Crise de la dette: l'Espagne devra être aidée. Oui mais comment ?

Manifestation contre les abus bancaires en Espagne devant la banque Bankia, samedi 2 juin
Manifestation contre les abus bancaires en Espagne devant la banque Bankia, samedi 2 juin - © AFP PHOTO / DANI POZO

La santé de l'Espagne est devenue une préoccupation majeure dans la zone euro, l'Allemagne redoute que le pays ne s'en sorte pas tout seul et le pousse discrètement à faire appel au fonds de sauvetage européen. Oui mais voilà, l'Espagne à son amour propre...

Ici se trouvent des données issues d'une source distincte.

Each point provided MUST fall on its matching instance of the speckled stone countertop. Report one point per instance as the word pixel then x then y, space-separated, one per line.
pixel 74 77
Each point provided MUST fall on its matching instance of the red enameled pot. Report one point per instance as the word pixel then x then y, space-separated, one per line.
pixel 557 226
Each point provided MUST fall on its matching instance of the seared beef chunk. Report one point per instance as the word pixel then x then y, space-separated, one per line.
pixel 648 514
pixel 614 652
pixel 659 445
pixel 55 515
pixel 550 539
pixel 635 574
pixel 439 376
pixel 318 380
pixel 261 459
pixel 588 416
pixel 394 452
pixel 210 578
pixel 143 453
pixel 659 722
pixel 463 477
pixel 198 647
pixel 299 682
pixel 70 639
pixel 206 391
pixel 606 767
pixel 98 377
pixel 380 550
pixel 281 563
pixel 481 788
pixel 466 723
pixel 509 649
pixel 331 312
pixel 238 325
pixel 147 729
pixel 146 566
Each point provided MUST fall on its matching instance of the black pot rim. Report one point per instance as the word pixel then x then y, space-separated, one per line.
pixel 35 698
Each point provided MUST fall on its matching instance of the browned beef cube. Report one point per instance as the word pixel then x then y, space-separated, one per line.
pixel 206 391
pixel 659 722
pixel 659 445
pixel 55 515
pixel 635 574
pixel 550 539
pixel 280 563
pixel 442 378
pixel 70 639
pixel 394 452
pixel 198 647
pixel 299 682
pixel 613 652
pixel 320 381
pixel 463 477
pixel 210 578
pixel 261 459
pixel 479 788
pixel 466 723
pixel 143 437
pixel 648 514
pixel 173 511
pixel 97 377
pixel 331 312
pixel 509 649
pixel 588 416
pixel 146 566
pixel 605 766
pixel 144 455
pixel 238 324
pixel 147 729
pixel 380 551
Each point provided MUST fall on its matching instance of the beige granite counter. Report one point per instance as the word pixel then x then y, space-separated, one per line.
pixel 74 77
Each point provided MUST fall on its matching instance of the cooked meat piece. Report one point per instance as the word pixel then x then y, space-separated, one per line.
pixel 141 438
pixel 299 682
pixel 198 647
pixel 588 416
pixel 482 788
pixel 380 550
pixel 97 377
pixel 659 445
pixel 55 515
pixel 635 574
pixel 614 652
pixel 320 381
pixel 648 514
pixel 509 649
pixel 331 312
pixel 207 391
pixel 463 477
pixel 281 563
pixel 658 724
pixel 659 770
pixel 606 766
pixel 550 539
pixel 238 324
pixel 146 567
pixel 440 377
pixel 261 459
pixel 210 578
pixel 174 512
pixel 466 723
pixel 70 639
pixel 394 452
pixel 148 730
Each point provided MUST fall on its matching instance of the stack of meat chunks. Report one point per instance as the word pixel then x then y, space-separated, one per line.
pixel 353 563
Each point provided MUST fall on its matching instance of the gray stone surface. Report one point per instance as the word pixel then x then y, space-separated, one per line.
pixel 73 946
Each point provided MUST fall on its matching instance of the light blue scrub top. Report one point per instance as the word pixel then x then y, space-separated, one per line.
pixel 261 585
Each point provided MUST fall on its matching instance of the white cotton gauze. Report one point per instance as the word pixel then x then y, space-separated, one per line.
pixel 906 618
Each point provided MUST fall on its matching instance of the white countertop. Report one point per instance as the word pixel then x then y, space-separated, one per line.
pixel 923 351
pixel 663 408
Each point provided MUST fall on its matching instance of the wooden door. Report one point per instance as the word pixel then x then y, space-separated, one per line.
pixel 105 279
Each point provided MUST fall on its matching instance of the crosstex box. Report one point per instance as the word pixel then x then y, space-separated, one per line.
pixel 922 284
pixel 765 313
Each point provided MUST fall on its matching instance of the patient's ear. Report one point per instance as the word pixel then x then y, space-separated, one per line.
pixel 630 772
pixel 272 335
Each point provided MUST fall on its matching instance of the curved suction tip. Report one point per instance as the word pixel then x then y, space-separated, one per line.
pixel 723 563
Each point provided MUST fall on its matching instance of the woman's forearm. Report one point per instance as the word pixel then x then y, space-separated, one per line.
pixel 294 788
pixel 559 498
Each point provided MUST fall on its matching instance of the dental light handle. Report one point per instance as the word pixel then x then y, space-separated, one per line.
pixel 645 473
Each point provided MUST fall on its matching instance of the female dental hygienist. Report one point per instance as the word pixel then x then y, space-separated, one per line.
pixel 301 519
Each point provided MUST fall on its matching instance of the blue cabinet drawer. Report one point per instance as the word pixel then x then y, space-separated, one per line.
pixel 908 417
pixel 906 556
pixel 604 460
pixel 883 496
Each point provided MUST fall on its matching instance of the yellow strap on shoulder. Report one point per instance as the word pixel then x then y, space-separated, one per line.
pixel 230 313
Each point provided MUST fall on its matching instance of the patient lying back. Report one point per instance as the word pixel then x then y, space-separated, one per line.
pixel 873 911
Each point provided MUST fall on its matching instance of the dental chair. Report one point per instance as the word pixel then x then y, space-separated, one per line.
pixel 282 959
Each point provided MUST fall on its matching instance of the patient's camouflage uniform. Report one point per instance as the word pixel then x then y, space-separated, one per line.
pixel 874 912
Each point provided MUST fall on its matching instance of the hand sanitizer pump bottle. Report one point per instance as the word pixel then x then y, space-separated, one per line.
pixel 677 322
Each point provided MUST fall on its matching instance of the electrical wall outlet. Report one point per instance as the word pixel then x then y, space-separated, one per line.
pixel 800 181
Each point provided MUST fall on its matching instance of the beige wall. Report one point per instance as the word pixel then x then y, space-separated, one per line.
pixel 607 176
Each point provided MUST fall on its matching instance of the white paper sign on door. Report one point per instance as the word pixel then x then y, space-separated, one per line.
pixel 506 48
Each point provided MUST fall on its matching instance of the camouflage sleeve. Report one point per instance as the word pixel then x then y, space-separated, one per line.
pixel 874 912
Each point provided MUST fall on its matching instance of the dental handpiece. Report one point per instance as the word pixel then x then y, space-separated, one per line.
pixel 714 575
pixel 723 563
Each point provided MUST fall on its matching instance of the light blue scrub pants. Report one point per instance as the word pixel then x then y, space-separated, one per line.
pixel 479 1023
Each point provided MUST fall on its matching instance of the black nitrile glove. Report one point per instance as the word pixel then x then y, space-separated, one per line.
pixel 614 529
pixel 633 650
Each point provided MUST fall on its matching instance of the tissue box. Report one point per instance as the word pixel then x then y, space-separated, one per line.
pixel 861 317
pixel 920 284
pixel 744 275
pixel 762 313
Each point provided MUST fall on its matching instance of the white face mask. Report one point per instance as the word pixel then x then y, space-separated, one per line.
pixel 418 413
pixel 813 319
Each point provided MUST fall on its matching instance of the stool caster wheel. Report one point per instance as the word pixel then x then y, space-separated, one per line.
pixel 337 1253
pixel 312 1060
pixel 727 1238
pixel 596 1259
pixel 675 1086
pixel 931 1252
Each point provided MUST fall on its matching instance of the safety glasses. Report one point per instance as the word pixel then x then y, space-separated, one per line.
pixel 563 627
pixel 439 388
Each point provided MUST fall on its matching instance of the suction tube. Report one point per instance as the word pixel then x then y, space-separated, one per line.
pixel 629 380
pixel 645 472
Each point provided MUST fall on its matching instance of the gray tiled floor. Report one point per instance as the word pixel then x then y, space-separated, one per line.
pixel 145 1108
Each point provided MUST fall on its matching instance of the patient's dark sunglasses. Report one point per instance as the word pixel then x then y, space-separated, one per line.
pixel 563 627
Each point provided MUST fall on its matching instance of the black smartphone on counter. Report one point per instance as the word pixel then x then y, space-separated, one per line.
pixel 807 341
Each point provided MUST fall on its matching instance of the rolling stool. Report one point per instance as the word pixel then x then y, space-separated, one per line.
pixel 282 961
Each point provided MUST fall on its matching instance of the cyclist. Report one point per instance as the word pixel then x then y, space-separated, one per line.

C'est la presse allemande qui le révèle: quand Angela Merkel a rencontré le Premier ministre espagnol la semaine dernière, elle l'a incité à recourir au fonds de soutien de la zone euro pour sauver ses banques.

Il faut dire que la facture risque d'être lourde. Bankia elle seule a demandé une aide de 19 milliards d'euros. Pour l'ensemble des banques, il y en aurait pour plus de 50 milliards; certains parlent même de 90 milliards. On nage encore dans l'inconnu. Ce qui est sûr c'est que Madrid est coincée:  l'économie du pays est en récession, avec 24% de chômage , et il lui faudra un délai supplémentaire pour ramener le déficit aux 3% du PIB. Même l'Allemagne a donné son feu vert à ce sujet.

Mais cela ne suffira pas et les marchés l'ont bien compris. Pour preuve, les taux d'emprunt espagnols à dix ans ont atteint des niveaux historiques la semaine dernière, à près de 7% contre 1,1% pour l'Allemagne. Les voyants sont au rouge puisque c'est à 8% que la Grèce a dû faire appel au fonds de sauvetage.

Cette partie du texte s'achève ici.